I suppose I wanted him back, even more than her.

She’d left the Mennonite faith for him. He lived in London when they met. He’d drive out to Aylmer to buy soil rich with horse manure from the Mennonite farmers. She told me he’d tasted one of her butter tarts she’d made to sell at the farmer’s market and his eyes lit up and he flirted with her outrageously. “He saw sparks,” she said, “I saw the possibility of an electric stand mixer.”

It took her a while to get used to life outside her faith. She told me that the Mennonite families she grew up with wore humble dress, didn’t use electricity, and rode horse and buggy. Despite attempts at a simplistic existence her girlfriends were anything but. They smoked cigarettes, drank bourbon, and shortened their skirts. All Mom wanted was an oven that didn’t use logs, spirt sparks, or make the house smell like smoke.

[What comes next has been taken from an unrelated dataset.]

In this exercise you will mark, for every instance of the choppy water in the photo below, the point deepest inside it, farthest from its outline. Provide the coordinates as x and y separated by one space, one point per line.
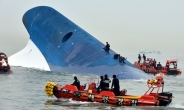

I wanted his focus to be on us. Back where it belonged. And the painful lurch in my heart, a dull axe whacking away at wood it couldn’t manage to cut, reminded me of just how much I missed him.

Since he’d been gone she started wearing her prayer cap again, and dropped her skirts a few inches. She looked like a plump rose, in petal pink, pink shawl over the same shade of pink cotton top. The hemline draped over voluminous no-nonsense slashes in the skirt that served as pockets. She didn’t, and wouldn’t, go so far as to cut the electricity. That would plunge her into despair, to be cut off from her baking like that. It would also allow her to focus on the loss, blindsighted as she would be, in the dark with nothing to see.